7 Replies Latest reply on Nov 20, 2013 2:00 AM by swiderski.maciej

jBPM 6 and Quartz timer : Cron/Cycle Timer jobs fails in Cluster

anindyas79 Sep 8, 2013 6:04 AM

Hi All

I am testing a cron and a cycle timer job with quartz scheduler and with the org.quartz.jobStore.isClustered=true in quartz-db.properties. The setup is I am running two JBoss EAP 6.1 instances and I have deployed the same application in both the machine. The application has a startup EJB wichh is annotate with @ Singleton and @ Startup so that the PerProcessInstanceRuntimeManager gets initialized and starts the Quartz scheduler. Now naturally, in both the jvm their respective scheduler starts to run and they each find a process definition with timer start (cycle) node. Both of them tries to create/schedule e job and one of them fails. The node in which the scheduler fails because of the exception entire deployment fails, however the scheduler keeps on running. While the 2nd node is successful in creating the job, both the scheduler in both the nodes now fires the jobs in cycle, no two jobs are clashing, thats taken care by Quartz, although the the .war did not get deployed in the 1st node.

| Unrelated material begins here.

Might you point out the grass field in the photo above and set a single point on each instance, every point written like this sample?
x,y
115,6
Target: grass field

Attached is the server log.

Is there any specific architecture to be followed here?? Appreciate any suggestion or workaround from the experts.

With best regards

Anindya

quartz-cluster-server.log.zip 5.8 KB

1. Re: jBPM 6 and Quartz timer : Cron/Cycle Timer jobs fails in Cluster

swiderski.maciej Sep 9, 2013 11:21 AM (in response to anindyas79)

for a quartz based timer service there is a additional check to avoid these sort of issues so it should not happen as quartz should return already registered JobDetail object. What could happen is sort of race condition that both checks that there are no jobs scheduled yet and tries to schedule it. Since that is done at pretty much same time it could fail. Could you please start servers in sequence so you know that first is already up and running and then start the second server to see if that is the cause?

Cheers
Actions
2. Re: jBPM 6 and Quartz timer : Cron/Cycle Timer jobs fails in Cluster

anindyas79 Sep 11, 2013 2:53 PM (in response to swiderski.maciej)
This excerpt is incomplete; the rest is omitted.